De plus, les sales mouches de la paresse, de la laideur et de la vulgarité, les pensées négatives des moments difficiles, il les a toutes tuées – vaillamment – comme le petit tailleur du conte. Et c’est ce qui étonnait Anouilh qui lui aurait donné beaucoup plus de rôles s’il en avait été plus souvent le personnage. Il l’a fait chaque fois que l’emploi coïncidait (Pisani a dû jouer 4 ou 5 pièces de lui). Il lui a même donné une mise en scène : son RICHARD III.
Mais – trop jeune, trop petit, trop vieux, trop mince, trop naïf, trop fin … trop de trop – le refrain il l’avait assez entendu.
Alors, lui qui sentait si bien ce théâtre, sous toutes ses facettes, il s’est écrié : “Merde ! Merde ! Merde ! Je vais m’en faire sept d’un coup de ces textes que j’aime et je les ferai vivre, moi, à ma manière !”
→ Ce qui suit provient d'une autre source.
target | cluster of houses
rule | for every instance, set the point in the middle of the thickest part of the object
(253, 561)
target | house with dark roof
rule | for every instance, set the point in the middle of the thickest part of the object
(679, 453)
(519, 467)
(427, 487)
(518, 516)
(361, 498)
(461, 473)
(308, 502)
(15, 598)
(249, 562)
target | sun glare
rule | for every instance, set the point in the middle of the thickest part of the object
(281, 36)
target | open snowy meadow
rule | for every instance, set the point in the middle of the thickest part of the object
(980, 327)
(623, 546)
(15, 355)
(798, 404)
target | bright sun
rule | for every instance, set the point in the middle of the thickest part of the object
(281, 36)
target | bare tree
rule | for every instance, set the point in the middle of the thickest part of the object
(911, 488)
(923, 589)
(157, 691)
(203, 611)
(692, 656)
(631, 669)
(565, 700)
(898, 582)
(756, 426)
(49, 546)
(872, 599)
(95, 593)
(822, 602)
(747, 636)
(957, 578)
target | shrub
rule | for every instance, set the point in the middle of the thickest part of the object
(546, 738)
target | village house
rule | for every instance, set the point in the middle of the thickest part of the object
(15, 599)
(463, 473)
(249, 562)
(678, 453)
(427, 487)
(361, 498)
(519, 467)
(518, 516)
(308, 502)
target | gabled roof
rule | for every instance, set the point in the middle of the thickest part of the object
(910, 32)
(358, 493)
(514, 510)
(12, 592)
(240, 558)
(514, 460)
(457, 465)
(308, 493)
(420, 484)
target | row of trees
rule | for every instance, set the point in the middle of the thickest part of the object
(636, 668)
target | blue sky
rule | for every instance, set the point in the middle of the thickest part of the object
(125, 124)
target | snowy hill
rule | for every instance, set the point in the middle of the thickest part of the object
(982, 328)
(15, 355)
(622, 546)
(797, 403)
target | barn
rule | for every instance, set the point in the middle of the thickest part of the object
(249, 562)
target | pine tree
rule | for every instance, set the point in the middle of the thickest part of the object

Et il l’a trouvée, la formule – le projet avait d’ailleurs été élaboré sous un autre titre trouvé par Anouilh lui-même avant sa disparition : Scènes d’amour et d’orages.
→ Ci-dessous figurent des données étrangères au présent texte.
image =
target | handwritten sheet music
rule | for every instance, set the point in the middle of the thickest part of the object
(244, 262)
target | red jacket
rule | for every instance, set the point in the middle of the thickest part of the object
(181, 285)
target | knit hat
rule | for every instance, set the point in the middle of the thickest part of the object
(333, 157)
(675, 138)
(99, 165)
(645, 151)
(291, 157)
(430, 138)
C’était un très joli titre, mais le choix des textes joués par un personnage unique et multiple (je traduis : un one man show pour Messieurs Toubon et Druon) nous a amenés à en trouver un autre, plus aligné sur le spectacle, conçu en harmonie par Alain Germain et Colombe Anouilh avec une élégance aérienne et un solide bon goût,Les Anouilhesques, où les amours et les orages apparaissent néanmoins en filigrane.
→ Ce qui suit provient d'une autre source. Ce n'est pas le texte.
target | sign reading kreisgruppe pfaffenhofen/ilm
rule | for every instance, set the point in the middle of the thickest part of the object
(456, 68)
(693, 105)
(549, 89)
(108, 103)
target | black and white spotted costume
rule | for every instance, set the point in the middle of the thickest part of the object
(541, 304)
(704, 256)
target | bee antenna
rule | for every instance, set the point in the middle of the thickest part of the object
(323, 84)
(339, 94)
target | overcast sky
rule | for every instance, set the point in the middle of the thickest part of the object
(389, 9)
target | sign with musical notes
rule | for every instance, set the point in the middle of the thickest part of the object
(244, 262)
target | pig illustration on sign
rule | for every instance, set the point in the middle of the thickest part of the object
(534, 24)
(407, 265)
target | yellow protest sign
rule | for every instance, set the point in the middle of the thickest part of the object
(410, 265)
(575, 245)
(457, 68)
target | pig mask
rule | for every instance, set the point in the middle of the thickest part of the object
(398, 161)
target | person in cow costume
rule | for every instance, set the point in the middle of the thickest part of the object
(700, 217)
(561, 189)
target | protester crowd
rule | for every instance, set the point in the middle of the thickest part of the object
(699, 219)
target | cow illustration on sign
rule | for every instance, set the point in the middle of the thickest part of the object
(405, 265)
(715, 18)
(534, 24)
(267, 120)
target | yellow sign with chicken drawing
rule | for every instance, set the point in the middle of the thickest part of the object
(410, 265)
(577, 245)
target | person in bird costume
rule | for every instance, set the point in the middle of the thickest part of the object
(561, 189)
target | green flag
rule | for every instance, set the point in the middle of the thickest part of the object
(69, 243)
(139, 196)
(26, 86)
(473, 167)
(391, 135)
Parti sans décoration, sans titre d’aucune sorte, sans fauteuil d’académicien, et sans rue à son nom (mais rien de tout celà n’était dans ses ambitions) il a pourtant été conféré en honneur à Anouilh, une distinction rare qui ne se revendique pas, qui lui fût accordée à son oeuvre comme ça, tout naturellement, presque en catimini. Un objectif, un simple adjectif, encore plus glorieux d’être sans majuscule (bien sûr pour un adjectif !): anouilhesque … Évocation d’un ton, d’un son, d’un mystère, d’une ambiance propre à lui seul.
Le “petit” Pisani avec sa ferveur et tous ses talents réunis nous en distille le parfum tout au long de son spectacle en volutes qui atteindront, cela est sûr, l’âme de son auteur.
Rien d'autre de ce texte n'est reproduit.